AWS Glue is a fully managed ETL service that makes it easy to move data between your data stores. AWS Glue simplifies and automates the difficult and time consuming data discovery, conversion, mapping, and job scheduling tasks. AWS Glue guides you through the process of moving your data with an easy to use console that helps you understand your data sources, prepare the data for analytics, and load it reliably from data sources to destinations.
AWS Glue is integrated with Amazon S3, Amazon RDS, and Amazon Redshift, and can connect to any JDBC-compliant data store. AWS Glue automatically crawls your data sources, identifies data formats, and then suggests schemas and transformations, so you don’t have to spend time hand-coding data flows. You can then edit these transformations, if necessary, using the tools and technologies you already know, such as Python, Spark, Git and your favorite integrated developer environment (IDE), and share them with other AWS Glue users. AWS Glue schedules your ETL jobs and provisions and scales all the infrastructure required so your ETL jobs run quickly and efficiently at any scale. There are no servers to manage, and you pay only for resources consumed by your ETL jobs.
For latest information about service availability, sign up here and we will keep you updated via email.
Step 1. Build Your Data Catalog
First, you use the AWS Management Console to register your data sources with AWS Glue. AWS Glue crawls your data sources and constructs a data catalog using pre-built classifiers for many popular source formats and data types, including JSON, CSV, Parquet, and more.
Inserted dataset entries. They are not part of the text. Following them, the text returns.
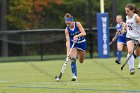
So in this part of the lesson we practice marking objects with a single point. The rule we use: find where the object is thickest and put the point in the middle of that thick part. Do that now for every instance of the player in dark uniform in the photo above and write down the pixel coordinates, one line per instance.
(74, 32)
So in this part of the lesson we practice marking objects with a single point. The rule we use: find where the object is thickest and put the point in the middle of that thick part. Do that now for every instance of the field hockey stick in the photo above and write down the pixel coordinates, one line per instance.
(57, 78)
(116, 36)
(129, 56)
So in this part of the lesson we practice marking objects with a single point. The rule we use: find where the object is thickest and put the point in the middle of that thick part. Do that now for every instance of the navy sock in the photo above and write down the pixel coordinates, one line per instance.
(73, 67)
(119, 55)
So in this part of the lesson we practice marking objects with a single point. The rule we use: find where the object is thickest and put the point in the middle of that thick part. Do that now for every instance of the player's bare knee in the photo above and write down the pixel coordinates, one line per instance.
(130, 51)
(73, 59)
(81, 60)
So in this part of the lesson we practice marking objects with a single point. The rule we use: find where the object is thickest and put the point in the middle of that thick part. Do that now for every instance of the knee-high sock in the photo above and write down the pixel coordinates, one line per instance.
(119, 55)
(139, 61)
(130, 61)
(73, 67)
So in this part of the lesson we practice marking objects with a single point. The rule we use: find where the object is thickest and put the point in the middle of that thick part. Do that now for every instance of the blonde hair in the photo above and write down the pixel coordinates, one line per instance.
(68, 15)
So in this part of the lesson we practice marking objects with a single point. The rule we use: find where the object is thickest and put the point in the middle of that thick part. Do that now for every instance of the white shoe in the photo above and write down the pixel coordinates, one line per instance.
(74, 78)
(139, 66)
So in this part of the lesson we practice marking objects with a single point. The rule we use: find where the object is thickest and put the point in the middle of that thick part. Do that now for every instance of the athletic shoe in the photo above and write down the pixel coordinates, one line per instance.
(118, 62)
(135, 56)
(139, 66)
(132, 71)
(74, 78)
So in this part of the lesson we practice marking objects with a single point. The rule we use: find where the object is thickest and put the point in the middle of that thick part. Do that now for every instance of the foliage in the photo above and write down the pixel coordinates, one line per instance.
(36, 14)
(27, 14)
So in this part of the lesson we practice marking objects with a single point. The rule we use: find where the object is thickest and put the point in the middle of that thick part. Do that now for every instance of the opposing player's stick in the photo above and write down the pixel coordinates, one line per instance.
(129, 56)
(57, 78)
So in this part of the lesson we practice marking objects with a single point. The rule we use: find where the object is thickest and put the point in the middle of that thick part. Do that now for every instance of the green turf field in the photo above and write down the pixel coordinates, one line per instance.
(94, 76)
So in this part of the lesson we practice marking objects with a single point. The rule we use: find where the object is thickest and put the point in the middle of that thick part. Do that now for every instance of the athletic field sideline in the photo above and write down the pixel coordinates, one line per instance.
(94, 76)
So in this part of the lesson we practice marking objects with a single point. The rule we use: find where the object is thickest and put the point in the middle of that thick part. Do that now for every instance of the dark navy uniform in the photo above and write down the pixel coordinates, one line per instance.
(81, 42)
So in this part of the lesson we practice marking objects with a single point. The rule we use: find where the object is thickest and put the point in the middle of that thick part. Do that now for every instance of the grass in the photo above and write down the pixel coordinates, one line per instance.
(94, 76)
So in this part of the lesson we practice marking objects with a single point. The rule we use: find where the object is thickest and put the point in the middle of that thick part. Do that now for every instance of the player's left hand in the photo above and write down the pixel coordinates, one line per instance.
(75, 38)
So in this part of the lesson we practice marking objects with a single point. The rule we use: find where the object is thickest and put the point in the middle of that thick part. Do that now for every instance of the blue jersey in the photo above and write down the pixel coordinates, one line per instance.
(121, 37)
(81, 42)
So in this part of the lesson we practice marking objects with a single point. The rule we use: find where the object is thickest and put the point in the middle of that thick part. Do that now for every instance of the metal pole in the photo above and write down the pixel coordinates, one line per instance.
(90, 28)
(4, 27)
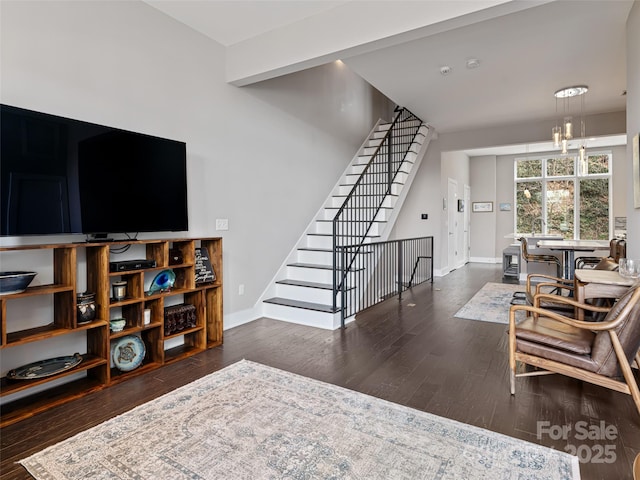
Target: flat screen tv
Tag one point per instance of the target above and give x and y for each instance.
(64, 176)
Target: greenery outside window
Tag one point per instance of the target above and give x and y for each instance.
(564, 196)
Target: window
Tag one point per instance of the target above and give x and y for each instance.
(563, 196)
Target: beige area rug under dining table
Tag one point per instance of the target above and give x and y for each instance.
(491, 303)
(250, 421)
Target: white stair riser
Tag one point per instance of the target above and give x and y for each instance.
(344, 190)
(328, 321)
(305, 294)
(357, 166)
(317, 275)
(336, 202)
(319, 241)
(401, 177)
(364, 160)
(358, 228)
(382, 216)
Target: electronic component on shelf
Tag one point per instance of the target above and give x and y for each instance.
(126, 265)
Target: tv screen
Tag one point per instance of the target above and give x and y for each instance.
(59, 175)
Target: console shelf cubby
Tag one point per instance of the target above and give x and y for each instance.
(89, 263)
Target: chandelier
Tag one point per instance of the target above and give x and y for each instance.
(562, 134)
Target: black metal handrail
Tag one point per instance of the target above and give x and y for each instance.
(383, 269)
(354, 219)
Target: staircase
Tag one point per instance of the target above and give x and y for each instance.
(303, 289)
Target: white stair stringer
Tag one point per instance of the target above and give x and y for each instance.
(302, 290)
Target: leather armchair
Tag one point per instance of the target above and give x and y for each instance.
(595, 352)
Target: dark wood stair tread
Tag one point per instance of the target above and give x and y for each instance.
(318, 307)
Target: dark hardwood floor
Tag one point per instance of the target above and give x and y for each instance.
(412, 352)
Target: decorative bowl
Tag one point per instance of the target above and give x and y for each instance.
(15, 282)
(629, 268)
(117, 324)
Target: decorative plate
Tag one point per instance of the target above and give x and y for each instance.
(128, 352)
(163, 281)
(45, 368)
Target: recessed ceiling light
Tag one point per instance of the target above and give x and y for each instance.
(473, 63)
(568, 92)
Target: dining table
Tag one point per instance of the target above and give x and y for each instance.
(569, 248)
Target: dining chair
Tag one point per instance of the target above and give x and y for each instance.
(591, 262)
(539, 258)
(594, 352)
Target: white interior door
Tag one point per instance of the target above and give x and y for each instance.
(452, 223)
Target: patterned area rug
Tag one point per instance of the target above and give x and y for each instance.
(250, 421)
(491, 303)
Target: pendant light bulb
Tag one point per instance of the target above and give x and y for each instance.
(556, 134)
(568, 128)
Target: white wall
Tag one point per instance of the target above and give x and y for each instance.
(264, 157)
(633, 124)
(483, 224)
(430, 186)
(424, 197)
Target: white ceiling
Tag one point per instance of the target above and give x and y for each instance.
(523, 56)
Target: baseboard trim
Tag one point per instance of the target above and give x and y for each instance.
(485, 260)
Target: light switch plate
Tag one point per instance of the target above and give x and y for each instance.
(222, 224)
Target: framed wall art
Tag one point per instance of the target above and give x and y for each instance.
(482, 206)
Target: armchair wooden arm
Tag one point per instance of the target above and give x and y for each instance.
(595, 352)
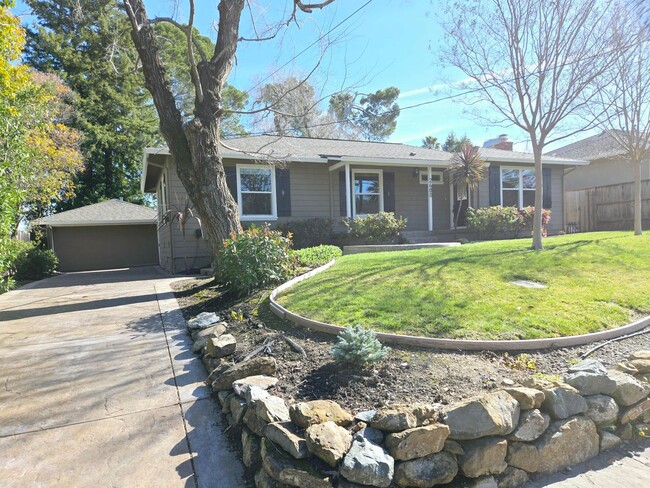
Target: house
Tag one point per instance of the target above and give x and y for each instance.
(607, 163)
(105, 235)
(277, 179)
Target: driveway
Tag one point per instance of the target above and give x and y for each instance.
(100, 388)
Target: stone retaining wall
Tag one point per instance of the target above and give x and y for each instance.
(499, 439)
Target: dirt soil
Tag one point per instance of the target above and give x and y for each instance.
(408, 374)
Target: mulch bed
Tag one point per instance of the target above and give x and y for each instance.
(408, 374)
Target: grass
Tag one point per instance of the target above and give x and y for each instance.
(594, 281)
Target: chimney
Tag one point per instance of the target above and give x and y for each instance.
(503, 143)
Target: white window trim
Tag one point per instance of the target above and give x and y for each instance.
(520, 190)
(424, 177)
(354, 193)
(274, 205)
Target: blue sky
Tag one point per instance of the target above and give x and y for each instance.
(387, 43)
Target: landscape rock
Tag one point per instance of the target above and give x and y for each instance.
(633, 413)
(512, 478)
(591, 384)
(528, 398)
(328, 441)
(260, 381)
(641, 365)
(567, 443)
(602, 409)
(562, 403)
(591, 366)
(532, 424)
(271, 409)
(373, 435)
(305, 414)
(401, 417)
(219, 347)
(366, 416)
(263, 480)
(286, 435)
(250, 443)
(224, 400)
(628, 389)
(238, 408)
(609, 441)
(434, 469)
(491, 414)
(483, 457)
(523, 456)
(367, 463)
(203, 320)
(254, 423)
(454, 447)
(484, 482)
(293, 472)
(417, 442)
(256, 366)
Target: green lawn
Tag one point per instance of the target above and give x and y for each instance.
(594, 281)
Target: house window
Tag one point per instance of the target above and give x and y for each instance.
(368, 195)
(517, 187)
(256, 192)
(436, 177)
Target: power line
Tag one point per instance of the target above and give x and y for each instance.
(457, 95)
(312, 44)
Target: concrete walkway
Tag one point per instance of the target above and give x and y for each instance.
(100, 389)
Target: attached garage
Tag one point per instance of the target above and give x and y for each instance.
(106, 235)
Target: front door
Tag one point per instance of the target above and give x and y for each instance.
(459, 203)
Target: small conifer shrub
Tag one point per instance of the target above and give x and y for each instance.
(357, 346)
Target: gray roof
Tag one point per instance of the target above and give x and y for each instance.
(110, 212)
(600, 146)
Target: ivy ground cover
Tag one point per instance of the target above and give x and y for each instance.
(592, 282)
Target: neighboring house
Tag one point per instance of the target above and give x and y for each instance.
(283, 179)
(607, 164)
(110, 234)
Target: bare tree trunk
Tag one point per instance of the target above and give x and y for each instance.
(204, 179)
(638, 222)
(539, 196)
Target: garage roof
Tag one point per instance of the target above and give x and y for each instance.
(110, 212)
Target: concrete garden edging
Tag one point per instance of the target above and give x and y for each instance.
(434, 343)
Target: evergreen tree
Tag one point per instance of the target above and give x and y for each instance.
(88, 45)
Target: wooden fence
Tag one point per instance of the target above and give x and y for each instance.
(605, 208)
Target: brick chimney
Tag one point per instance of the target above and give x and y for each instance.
(503, 143)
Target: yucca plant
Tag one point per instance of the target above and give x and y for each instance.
(467, 170)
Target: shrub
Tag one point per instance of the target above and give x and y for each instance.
(317, 256)
(253, 259)
(375, 228)
(33, 263)
(356, 346)
(309, 232)
(500, 221)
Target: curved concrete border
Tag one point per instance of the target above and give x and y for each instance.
(433, 343)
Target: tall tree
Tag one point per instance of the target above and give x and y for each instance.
(374, 118)
(534, 62)
(622, 106)
(173, 49)
(293, 106)
(431, 142)
(38, 154)
(455, 144)
(87, 44)
(196, 144)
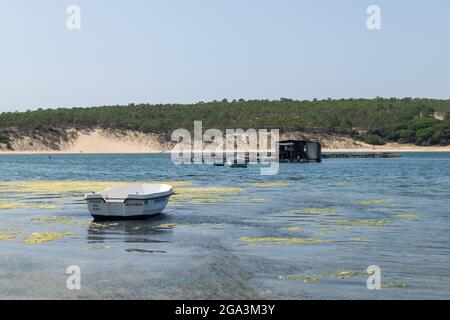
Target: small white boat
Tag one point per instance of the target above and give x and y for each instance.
(237, 163)
(135, 201)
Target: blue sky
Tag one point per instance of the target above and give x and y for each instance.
(161, 51)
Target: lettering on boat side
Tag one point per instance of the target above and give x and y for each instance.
(232, 309)
(74, 19)
(73, 281)
(134, 204)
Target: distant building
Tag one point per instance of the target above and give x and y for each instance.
(299, 151)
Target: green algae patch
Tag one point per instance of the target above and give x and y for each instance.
(375, 202)
(54, 219)
(408, 216)
(271, 184)
(312, 211)
(70, 186)
(361, 223)
(292, 229)
(360, 239)
(344, 274)
(50, 207)
(8, 237)
(168, 225)
(393, 284)
(255, 200)
(43, 237)
(204, 195)
(9, 206)
(271, 240)
(298, 277)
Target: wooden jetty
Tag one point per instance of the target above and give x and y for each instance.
(373, 155)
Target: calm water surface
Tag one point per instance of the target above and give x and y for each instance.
(229, 233)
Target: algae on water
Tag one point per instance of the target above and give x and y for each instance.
(270, 240)
(312, 211)
(361, 223)
(299, 277)
(271, 184)
(374, 202)
(43, 237)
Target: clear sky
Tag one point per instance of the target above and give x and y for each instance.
(161, 51)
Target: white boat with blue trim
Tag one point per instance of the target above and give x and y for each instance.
(135, 201)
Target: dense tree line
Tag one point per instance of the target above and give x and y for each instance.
(373, 120)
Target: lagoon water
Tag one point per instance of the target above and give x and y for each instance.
(309, 232)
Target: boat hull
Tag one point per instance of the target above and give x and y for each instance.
(127, 209)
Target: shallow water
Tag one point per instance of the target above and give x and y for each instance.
(308, 232)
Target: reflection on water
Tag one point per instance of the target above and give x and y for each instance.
(309, 232)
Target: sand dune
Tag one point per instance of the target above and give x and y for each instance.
(127, 141)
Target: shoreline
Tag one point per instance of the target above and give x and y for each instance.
(324, 150)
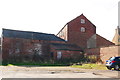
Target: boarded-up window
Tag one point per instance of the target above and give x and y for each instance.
(59, 55)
You can also add your own classifiers or choose classifiers from the AWS Glue community to add to your crawls.
Click to view larger image
Step 2. Generate and Edit Transformations
Next, select a data source and target, and AWS Glue will generate Python code to extract data from the source, transform the data to match the target schema, and load it into the target. The auto-generated code handles common error cases, such as bad data or hardware failures. You can edit this code using your favorite IDE and test it with your own sample data. You can also browse code shared by other AWS Glue users and pull it into your jobs.
Click to view larger image
Step 3. Schedule and Run Your Jobs
Lastly, you can use AWS Glue’s flexible scheduler to run your flows on a recurring basis, in response to triggers, or even in response to AWS Lambda events. AWS Glue automatically distributes your ETL jobs on Apache Spark nodes, so that your ETL run times remain consistent as data volume grows. AWS Glue coordinates the execution of your jobs in the right sequence, and automatically re-tries failed jobs. AWS Glue elastically scales the infrastructure required to complete your jobs on time and minimize costs.
Click to view larger image
That’s it! Once the ETL jobs are in production, AWS Glue helps you track changes to metadata such as schema definitions and data formats, so you can keep your ETL jobs up to date.
AWS re:Invent is the largest gathering of the global AWS community. The conference allows you to gain a deeper knowledge of AWS services and learn best practices. We announced AWS Glue at re:Invent 2016. Watch the sessions below to learn more about AWS Glue and other related analytics, or check out the entire big data breakout sessions playlist.
AWS Glue is a fully managed ETL service that makes it easy to understand your data sources, prepare the data for analytics, and load it reliably to your data stores. In this session, we introduce AWS Glue, provide an overview of its components, and discuss how you can use the service to simplify and automate your ETL process. We also talk about when you can try out the service and how to sign up for a preview.
Analyzing big data quickly and efficiently requires a data warehouse optimized to handle and scale for large datasets. Amazon Redshift is a fast, petabyte-scale data warehouse that makes it simple and cost-effective to analyze all of your data for a fraction of the cost of traditional data warehouses. In this session, we take an in-depth look at data warehousing with Amazon Redshift for big data analytics. We cover best practices to take advantage of Amazon Redshift's columnar technology and parallel processing capabilities to deliver high throughput and query performance. We also discuss how to design optimal schemas, load data efficiently, and use work load management.
The world is producing an ever increasing volume, velocity, and variety of big data. Consumers and businesses are demanding up-to-the-second (or even millisecond) analytics on their fast-moving data, in addition to classic batch processing. AWS delivers many technologies for solving big data problems. But what services should you use, why, when, and how? In this session, we simplify big data processing as a data bus comprising various stages: ingest, store, process, and visualize. Next, we discuss how to choose the right technology in each stage based on criteria such as data structure, query latency, cost, request rate, item size, data volume, durability, and so on. Finally, we provide reference architecture, design patterns, and best practices for assembling these technologies to solve your big data problems at the right cost.